On 8/10/2017 9:46 PM, Michael StJohns wrote:

On 8/10/2017 7:36 PM, Xuelei Fan wrote:
Right now there are 3 major APIs (JCA, PKCS11 and Microsoft CSP) and at least 4 major representational domains (Raw, PKIX, XML and JSON). In the current situation, I can take a JCA EC Public key and convert it to pretty much any of the other APIs or representations. For much of the hardware based stuff (ie, smart cards), I go straight from JCA into raw and vice versa. Assuming you left the "getEncoded()" stuff in the API and the encoding was PKIX, I'd have to encode to PKIX, decode the PKIX to extract the actual raw key or encode a PKIX blob and hope that the KeyFactory stuff actually worked.

It's not just support of arbitrary keys, but the ability to convert things without having to do multiple steps or stages.

Good point! It would be nice if transaction between two formats could be done simply. Using X.509 encoding is doable as you said above, but maybe there are spaces to get improvements.
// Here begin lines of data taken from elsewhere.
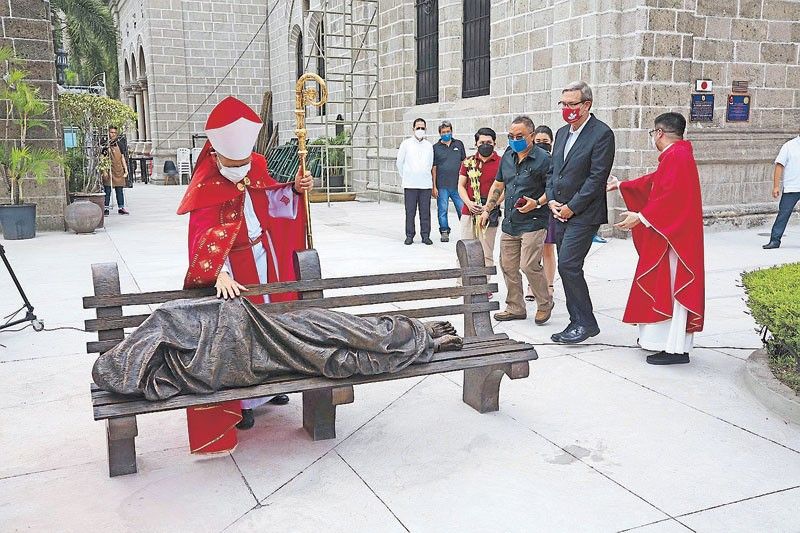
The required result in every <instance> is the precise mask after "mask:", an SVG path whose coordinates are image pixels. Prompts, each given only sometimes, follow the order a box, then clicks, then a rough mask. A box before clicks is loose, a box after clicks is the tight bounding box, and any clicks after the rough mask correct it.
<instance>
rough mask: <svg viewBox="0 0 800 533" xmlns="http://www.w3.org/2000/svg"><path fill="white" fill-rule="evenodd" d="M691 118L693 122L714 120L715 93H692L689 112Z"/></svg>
mask: <svg viewBox="0 0 800 533" xmlns="http://www.w3.org/2000/svg"><path fill="white" fill-rule="evenodd" d="M689 120H690V121H692V122H713V121H714V95H713V94H697V93H695V94H692V105H691V108H690V112H689Z"/></svg>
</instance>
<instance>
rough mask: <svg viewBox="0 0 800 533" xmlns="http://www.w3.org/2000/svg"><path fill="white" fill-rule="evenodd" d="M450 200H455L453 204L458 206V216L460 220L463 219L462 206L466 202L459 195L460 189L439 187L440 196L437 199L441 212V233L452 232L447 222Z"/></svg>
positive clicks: (439, 214)
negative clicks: (462, 217)
mask: <svg viewBox="0 0 800 533" xmlns="http://www.w3.org/2000/svg"><path fill="white" fill-rule="evenodd" d="M448 200H453V205H454V206H456V213H458V218H459V220H460V219H461V208H462V207H464V202H463V201H462V200H461V197H460V196H459V195H458V190H457V189H439V197H438V198H437V199H436V208H437V210H438V213H439V233H449V232H450V225H449V224H448V223H447V208H448V207H449V204H448Z"/></svg>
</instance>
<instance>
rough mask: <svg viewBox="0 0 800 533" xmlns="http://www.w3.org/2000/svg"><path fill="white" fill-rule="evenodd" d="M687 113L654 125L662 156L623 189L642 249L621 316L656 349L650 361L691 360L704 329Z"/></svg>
mask: <svg viewBox="0 0 800 533" xmlns="http://www.w3.org/2000/svg"><path fill="white" fill-rule="evenodd" d="M685 130H686V119H684V118H683V116H682V115H680V114H678V113H664V114H663V115H660V116H658V117H657V118H656V120H655V129H653V130H651V131H650V138H651V144H652V145H654V147H655V148H656V149H658V150H659V151H660V152H661V154H660V155H659V158H658V168H657V169H656V171H655V172H654V173H652V174H648V175H646V176H642V177H640V178H638V179H634V180H630V181H624V182H622V183H620V182H618V181H616V180H612V181H611V182H610V183H609V186H608V189H609V190H614V189H616V188H619V191H620V193H621V194H622V197H623V199H624V200H625V205H626V206H627V208H628V211H627V212H626V213H623V216H625V217H626V218H625V220H623V221H622V222H620V223H619V224H616V226H617V227H619V228H622V229H625V230H630V231H631V232H632V234H633V244H634V246H635V247H636V251H637V252H638V254H639V262H638V264H637V266H636V275H635V278H634V280H633V284H632V286H631V292H630V296H629V298H628V305H627V306H626V308H625V315H624V316H623V319H622V320H623V322H627V323H631V324H638V325H639V345H640V346H641V347H642V348H644V349H645V350H650V351H654V352H657V353H655V354H652V355H649V356H648V357H647V362H648V363H650V364H662V365H664V364H676V363H688V362H689V351H690V350H691V348H692V344H693V337H694V333H696V332H698V331H702V330H703V320H704V314H705V269H704V262H703V207H702V198H701V194H700V178H699V176H698V173H697V164H696V163H695V160H694V154H693V152H692V144H691V143H690V142H689V141H685V140H683V134H684V131H685Z"/></svg>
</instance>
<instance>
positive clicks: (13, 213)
mask: <svg viewBox="0 0 800 533" xmlns="http://www.w3.org/2000/svg"><path fill="white" fill-rule="evenodd" d="M0 225H2V226H3V238H5V239H8V240H9V241H14V240H20V239H32V238H34V237H36V204H21V205H0Z"/></svg>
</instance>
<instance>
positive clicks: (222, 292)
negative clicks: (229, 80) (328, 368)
mask: <svg viewBox="0 0 800 533" xmlns="http://www.w3.org/2000/svg"><path fill="white" fill-rule="evenodd" d="M261 126H262V124H261V119H260V118H259V116H258V115H257V114H256V113H255V112H254V111H253V110H252V109H250V108H249V107H248V106H247V105H246V104H244V103H243V102H241V101H239V100H237V99H236V98H233V97H232V96H229V97H227V98H225V99H224V100H223V101H222V102H220V103H219V104H218V105H217V106H216V107H215V108H214V110H213V111H212V112H211V114H210V115H209V117H208V120H207V122H206V126H205V132H206V135H207V136H208V142H206V145H205V147H204V148H203V150H202V152H201V153H200V155H199V157H198V158H197V163H196V165H195V170H194V174H193V175H192V180H191V183H190V184H189V188H188V189H187V191H186V194H185V196H184V197H183V200H182V201H181V204H180V207H178V214H179V215H182V214H185V213H189V269H188V271H187V273H186V278H185V280H184V288H186V289H189V288H195V287H208V286H215V287H216V289H217V296H219V297H225V298H233V297H237V296H239V295H240V294H244V295H245V297H247V298H248V299H250V300H251V301H253V302H254V303H264V302H265V301H268V299H270V298H271V299H272V301H281V300H290V299H295V298H296V294H279V295H272V296H246V293H243V292H242V291H245V290H246V289H245V287H244V285H248V284H264V283H272V282H277V281H294V280H295V279H296V277H295V271H294V265H293V255H292V254H293V252H294V251H295V250H302V249H303V248H304V247H305V227H304V221H305V212H304V203H303V201H302V196H301V195H302V194H303V193H304V192H306V191H309V190H311V188H312V185H313V180H312V178H311V176H310V174H309V173H308V172H306V173H305V175H304V176H300V175H299V173H298V177H297V178H296V179H295V182H294V183H289V184H280V183H277V182H276V181H275V180H274V179H272V177H271V176H270V174H269V170H268V169H267V162H266V159H265V158H264V156H262V155H260V154H257V153H253V151H252V148H253V145H254V144H255V141H256V138H257V137H258V133H259V131H260V129H261ZM264 401H265V400H245V401H242V402H240V401H238V400H236V401H230V402H225V403H221V404H215V405H205V406H200V407H194V408H189V409H188V410H187V421H188V425H189V446H190V449H191V451H192V453H204V454H205V453H220V452H228V451H231V450H233V449H234V448H235V447H236V443H237V436H236V427H237V424H239V427H240V428H242V429H247V428H249V427H252V422H253V419H252V411H251V409H252V407H254V406H255V405H258V404H260V403H263V402H264ZM243 417H244V419H243ZM243 424H244V425H243Z"/></svg>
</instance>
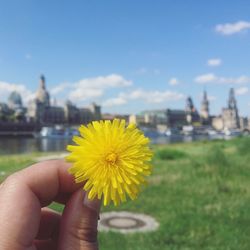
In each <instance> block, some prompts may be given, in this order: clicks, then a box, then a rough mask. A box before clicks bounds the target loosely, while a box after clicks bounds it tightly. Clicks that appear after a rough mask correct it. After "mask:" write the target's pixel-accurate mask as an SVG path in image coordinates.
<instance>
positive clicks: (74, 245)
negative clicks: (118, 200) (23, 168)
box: [0, 160, 100, 250]
mask: <svg viewBox="0 0 250 250" xmlns="http://www.w3.org/2000/svg"><path fill="white" fill-rule="evenodd" d="M69 167H70V164H68V163H65V162H64V161H63V160H53V161H45V162H41V163H37V164H34V165H32V166H30V167H28V168H25V169H24V170H22V171H19V172H16V173H15V174H13V175H11V176H10V177H8V178H7V179H6V180H5V181H4V182H3V183H2V184H1V185H0V239H1V240H0V249H1V250H10V249H11V250H45V249H46V250H52V249H53V250H57V249H58V250H66V249H67V250H97V249H98V244H97V222H98V216H99V209H100V202H98V201H89V200H88V199H87V198H86V193H85V192H84V191H83V190H82V187H81V186H80V185H79V184H75V183H74V180H73V177H72V176H71V175H69V174H68V172H67V169H68V168H69ZM52 201H56V202H59V203H62V204H65V208H64V211H63V214H62V215H60V214H58V213H56V212H55V211H53V210H51V209H49V208H47V207H46V206H48V205H49V204H50V203H51V202H52Z"/></svg>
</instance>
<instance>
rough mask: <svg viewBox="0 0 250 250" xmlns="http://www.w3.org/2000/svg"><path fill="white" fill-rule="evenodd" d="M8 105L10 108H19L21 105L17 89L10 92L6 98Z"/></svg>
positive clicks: (20, 98)
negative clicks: (16, 90) (17, 91)
mask: <svg viewBox="0 0 250 250" xmlns="http://www.w3.org/2000/svg"><path fill="white" fill-rule="evenodd" d="M8 106H9V108H10V109H14V110H15V109H20V108H22V106H23V103H22V97H21V95H20V94H19V93H18V92H17V91H13V92H11V94H10V96H9V98H8Z"/></svg>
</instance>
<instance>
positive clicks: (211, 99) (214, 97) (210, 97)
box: [207, 95, 217, 102]
mask: <svg viewBox="0 0 250 250" xmlns="http://www.w3.org/2000/svg"><path fill="white" fill-rule="evenodd" d="M207 99H208V100H209V101H210V102H212V101H215V100H216V99H217V97H216V96H213V95H209V96H208V97H207Z"/></svg>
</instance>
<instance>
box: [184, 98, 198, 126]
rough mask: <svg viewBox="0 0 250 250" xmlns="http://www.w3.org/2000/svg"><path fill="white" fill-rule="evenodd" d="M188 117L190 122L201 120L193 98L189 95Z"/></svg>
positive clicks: (186, 114)
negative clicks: (199, 116) (196, 109)
mask: <svg viewBox="0 0 250 250" xmlns="http://www.w3.org/2000/svg"><path fill="white" fill-rule="evenodd" d="M186 118H187V122H188V123H189V124H191V123H193V122H197V121H198V120H199V115H198V112H197V110H196V108H195V106H194V103H193V100H192V98H191V97H190V96H188V98H187V100H186Z"/></svg>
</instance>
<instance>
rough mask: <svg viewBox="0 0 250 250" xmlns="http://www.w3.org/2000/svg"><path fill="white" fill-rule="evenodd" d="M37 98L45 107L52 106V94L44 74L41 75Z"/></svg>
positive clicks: (38, 100)
mask: <svg viewBox="0 0 250 250" xmlns="http://www.w3.org/2000/svg"><path fill="white" fill-rule="evenodd" d="M36 100H37V101H38V102H39V103H40V104H42V105H43V106H45V107H49V106H50V96H49V93H48V91H47V90H46V84H45V77H44V75H41V77H40V83H39V88H38V91H37V94H36Z"/></svg>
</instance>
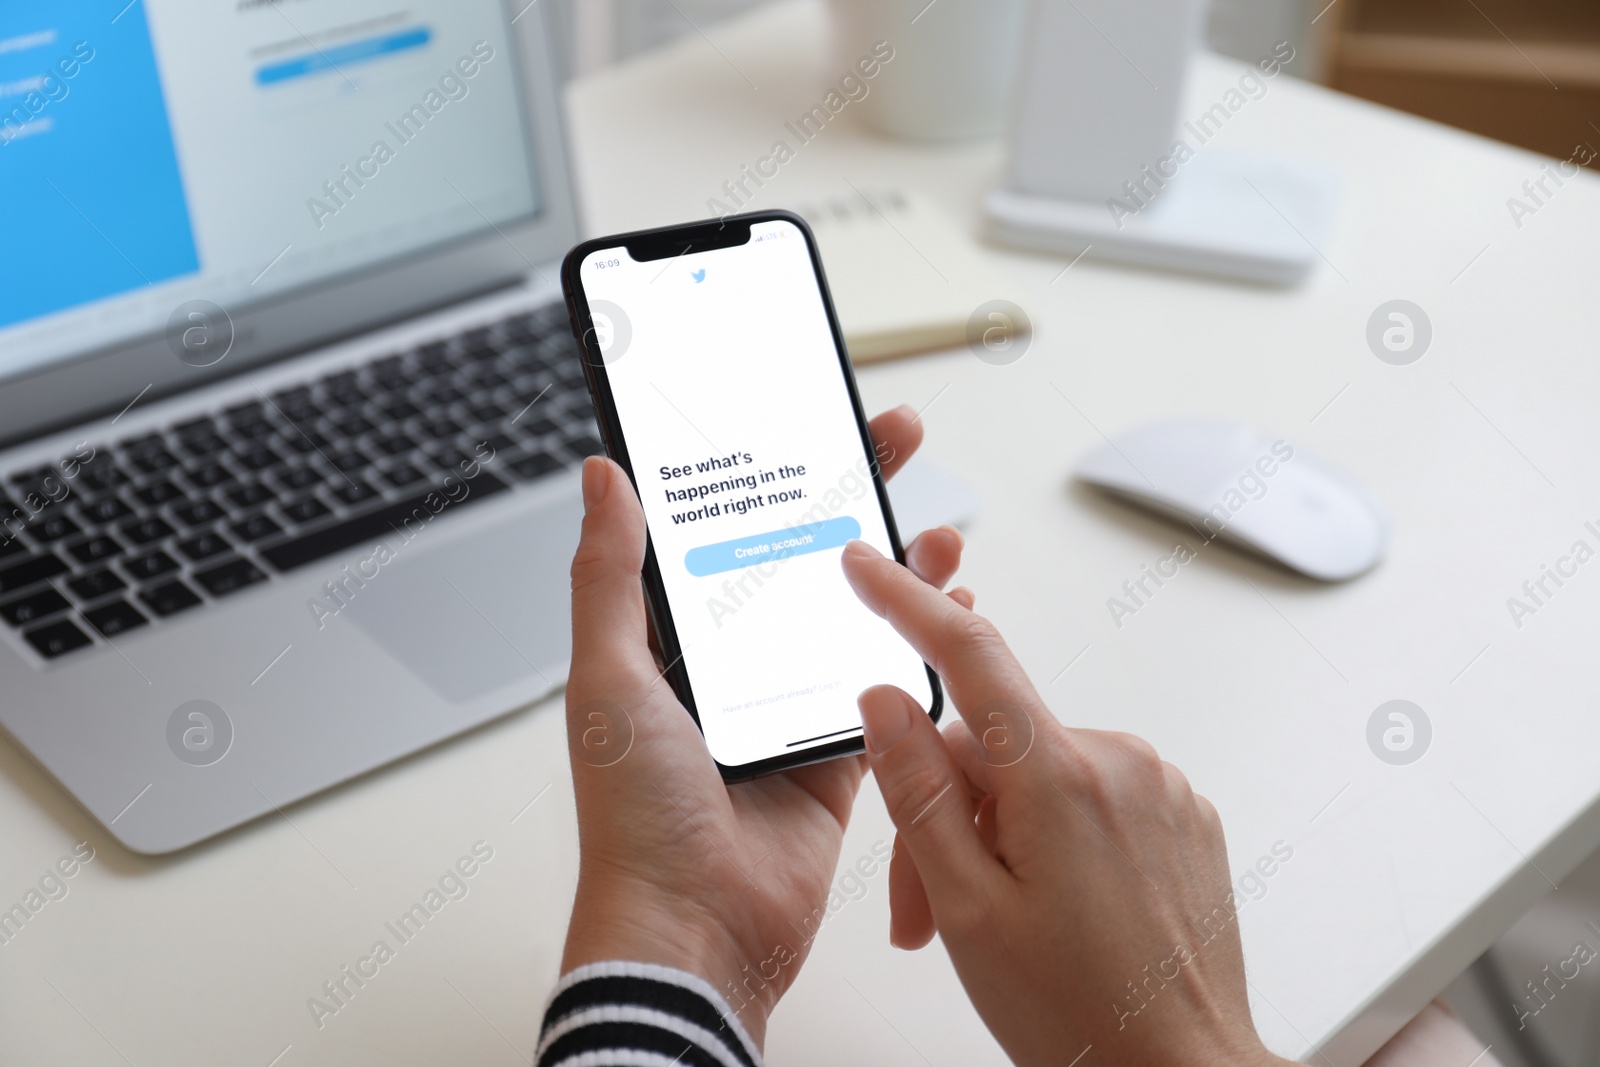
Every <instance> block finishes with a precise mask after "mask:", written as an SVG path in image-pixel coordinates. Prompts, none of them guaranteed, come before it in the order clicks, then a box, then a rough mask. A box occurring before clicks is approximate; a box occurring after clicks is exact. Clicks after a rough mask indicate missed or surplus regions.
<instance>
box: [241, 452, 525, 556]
mask: <svg viewBox="0 0 1600 1067" xmlns="http://www.w3.org/2000/svg"><path fill="white" fill-rule="evenodd" d="M509 490H510V486H509V485H507V483H506V482H502V480H499V478H496V477H494V475H491V474H490V472H486V470H485V472H480V474H478V477H477V478H474V480H472V494H470V496H467V498H466V499H462V501H461V504H458V506H456V507H461V506H462V504H470V502H472V501H482V499H488V498H491V496H494V494H498V493H506V491H509ZM430 493H432V490H429V491H427V493H421V494H418V496H413V498H410V499H405V501H397V502H394V504H389V506H386V507H379V509H378V510H371V512H365V514H362V515H355V517H354V518H347V520H344V522H342V523H334V525H333V526H323V528H322V530H318V531H315V533H309V534H304V536H301V537H294V539H293V541H285V542H282V544H275V545H272V547H269V549H262V550H261V558H264V560H266V561H267V563H269V565H272V566H274V568H277V569H278V571H291V569H294V568H296V566H304V565H306V563H312V561H315V560H320V558H323V557H328V555H333V553H334V552H342V550H344V549H349V547H352V545H357V544H362V542H363V541H371V539H373V537H389V536H394V531H395V526H400V525H402V523H403V522H405V520H406V518H410V517H411V515H413V512H416V510H418V509H422V512H426V514H432V512H430V510H429V507H427V498H429V494H430Z"/></svg>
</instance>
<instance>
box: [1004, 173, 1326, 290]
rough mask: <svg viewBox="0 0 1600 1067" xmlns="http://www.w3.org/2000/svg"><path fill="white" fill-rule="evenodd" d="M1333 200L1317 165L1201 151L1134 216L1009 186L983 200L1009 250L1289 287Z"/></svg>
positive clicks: (1095, 205)
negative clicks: (1220, 275)
mask: <svg viewBox="0 0 1600 1067" xmlns="http://www.w3.org/2000/svg"><path fill="white" fill-rule="evenodd" d="M1117 198H1118V200H1120V202H1122V203H1123V205H1130V203H1131V205H1133V206H1138V203H1136V202H1131V200H1130V198H1128V197H1126V195H1125V194H1123V195H1120V197H1117ZM1336 198H1338V186H1336V182H1334V179H1333V176H1331V174H1328V173H1326V171H1322V170H1318V168H1312V166H1304V165H1296V163H1286V162H1282V160H1274V158H1270V157H1256V155H1246V154H1242V152H1230V150H1227V149H1208V147H1200V149H1198V150H1197V152H1195V155H1194V158H1190V160H1189V162H1187V163H1184V165H1182V168H1181V170H1179V171H1178V174H1176V176H1174V178H1171V179H1168V182H1166V186H1165V187H1163V189H1160V190H1157V192H1155V195H1154V197H1152V198H1150V200H1149V202H1147V206H1144V208H1142V210H1139V211H1138V213H1134V214H1128V213H1126V211H1125V210H1123V208H1118V210H1114V208H1112V205H1110V203H1109V200H1101V202H1098V203H1096V202H1088V200H1067V198H1058V197H1045V195H1032V194H1022V192H1013V190H1010V189H997V190H994V192H992V194H989V200H987V203H986V208H987V214H989V230H990V235H992V237H994V238H995V240H1000V242H1005V243H1008V245H1019V246H1024V248H1035V250H1042V251H1053V253H1061V254H1066V256H1078V254H1085V253H1086V254H1088V256H1090V258H1102V259H1114V261H1122V262H1130V264H1136V266H1142V267H1160V269H1166V270H1189V272H1198V274H1216V275H1224V277H1230V278H1242V280H1245V282H1259V283H1266V285H1293V283H1296V282H1299V280H1301V278H1304V277H1306V275H1307V274H1309V272H1310V269H1312V267H1314V266H1315V264H1317V259H1318V258H1320V253H1318V248H1322V246H1323V245H1325V243H1326V240H1328V234H1330V230H1331V227H1333V213H1334V203H1336Z"/></svg>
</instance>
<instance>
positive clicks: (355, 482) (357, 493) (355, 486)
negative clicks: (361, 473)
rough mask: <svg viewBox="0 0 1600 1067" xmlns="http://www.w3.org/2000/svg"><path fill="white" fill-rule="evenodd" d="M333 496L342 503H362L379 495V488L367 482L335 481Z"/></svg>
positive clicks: (351, 503) (347, 503) (333, 489)
mask: <svg viewBox="0 0 1600 1067" xmlns="http://www.w3.org/2000/svg"><path fill="white" fill-rule="evenodd" d="M331 485H333V496H334V499H338V501H339V502H341V504H362V502H365V501H370V499H373V498H374V496H378V490H374V488H373V486H370V485H366V483H365V482H344V480H339V482H333V483H331Z"/></svg>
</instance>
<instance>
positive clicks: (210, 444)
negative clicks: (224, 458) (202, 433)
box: [182, 430, 227, 459]
mask: <svg viewBox="0 0 1600 1067" xmlns="http://www.w3.org/2000/svg"><path fill="white" fill-rule="evenodd" d="M182 450H184V451H186V453H189V454H190V456H194V458H195V459H203V458H206V456H218V454H221V453H226V451H227V442H226V440H222V437H221V435H218V434H216V430H208V432H205V434H195V435H194V437H186V438H182Z"/></svg>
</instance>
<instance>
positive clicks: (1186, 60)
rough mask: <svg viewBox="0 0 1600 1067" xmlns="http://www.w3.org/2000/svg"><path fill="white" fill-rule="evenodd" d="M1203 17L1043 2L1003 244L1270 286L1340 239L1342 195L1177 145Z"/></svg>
mask: <svg viewBox="0 0 1600 1067" xmlns="http://www.w3.org/2000/svg"><path fill="white" fill-rule="evenodd" d="M1205 10H1206V0H1139V3H1130V2H1128V0H1070V3H1061V0H1034V6H1032V10H1030V22H1029V32H1027V37H1026V43H1024V61H1022V70H1021V80H1019V88H1018V98H1016V114H1014V117H1013V123H1011V144H1010V149H1011V150H1010V157H1011V158H1010V166H1008V168H1006V179H1005V184H1003V186H1002V187H1000V189H998V190H995V192H994V194H990V195H989V203H987V214H989V229H990V234H992V235H994V237H995V238H997V240H1002V242H1006V243H1011V245H1022V246H1026V248H1038V250H1045V251H1054V253H1064V254H1067V256H1078V254H1088V256H1101V258H1104V259H1120V261H1123V262H1133V264H1139V266H1146V267H1165V269H1171V270H1194V272H1200V274H1221V275H1227V277H1232V278H1245V280H1248V282H1264V283H1269V285H1290V283H1294V282H1299V280H1301V278H1304V277H1306V274H1307V272H1309V270H1310V267H1312V266H1315V261H1317V259H1318V258H1320V253H1318V251H1317V250H1318V248H1320V246H1322V245H1323V243H1325V242H1326V238H1328V230H1330V229H1331V221H1333V205H1334V192H1336V190H1334V186H1333V179H1331V178H1330V176H1326V174H1322V173H1318V171H1315V170H1312V168H1307V166H1298V165H1291V163H1283V162H1277V160H1272V158H1259V157H1250V155H1242V154H1237V152H1229V150H1226V149H1222V147H1221V146H1213V144H1208V141H1210V138H1208V136H1206V134H1203V133H1202V131H1200V130H1195V128H1194V125H1192V123H1184V130H1179V125H1178V118H1179V117H1178V109H1179V104H1181V102H1182V98H1184V83H1186V82H1187V80H1189V78H1187V75H1189V62H1190V58H1192V56H1194V51H1195V48H1198V42H1200V24H1202V19H1203V14H1205ZM1262 70H1266V67H1262ZM1267 77H1280V75H1278V69H1277V67H1274V69H1272V74H1269V75H1267ZM1229 107H1230V109H1232V110H1237V107H1232V106H1229ZM1208 114H1210V112H1208ZM1222 114H1224V118H1226V115H1227V114H1229V109H1224V110H1222ZM1200 125H1202V126H1203V125H1206V122H1205V118H1202V120H1200Z"/></svg>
I need more time to think about it. Please let me know if any one have a solution to simplify the transaction if keeping use the proposed named curves solution.


I'm also coming to the conclusion that using X.509 encoding for this sort of interoperability is too onerous, and we should come up with something better. Maybe we should add a new general-purpose interface that exposes some structure in an algorithm-independent way. Something like this:

package java.security.interfaces;
public interface ByteArrayValue {

    String getAlgorithm();
    AlgorithmParameterSpec getParams();
    byte[] getValue();
}

The actual value is encoded, but the parameters are exposed, so this interface would work well for any value that is generally represented using a single encoded value (like public/private keys in RFC 7748, and 8032). This could be used with the new NamedParameterSpec class to identify the parameters by name. It could also be used with other parameter specs to specify curve coefficients.

Of course, you may still need to look up curve name/OID/coefficients based on the parameters, but at least this solution provides direct access to the parameters and raw value, and you wouldn't need to go through X.509. Though perhaps this is less appropriate for SEC1 types and XML/JSON, because you would need to parse the value to extract the x and y coordinates. So using the existing ECKey for those types may make more sense.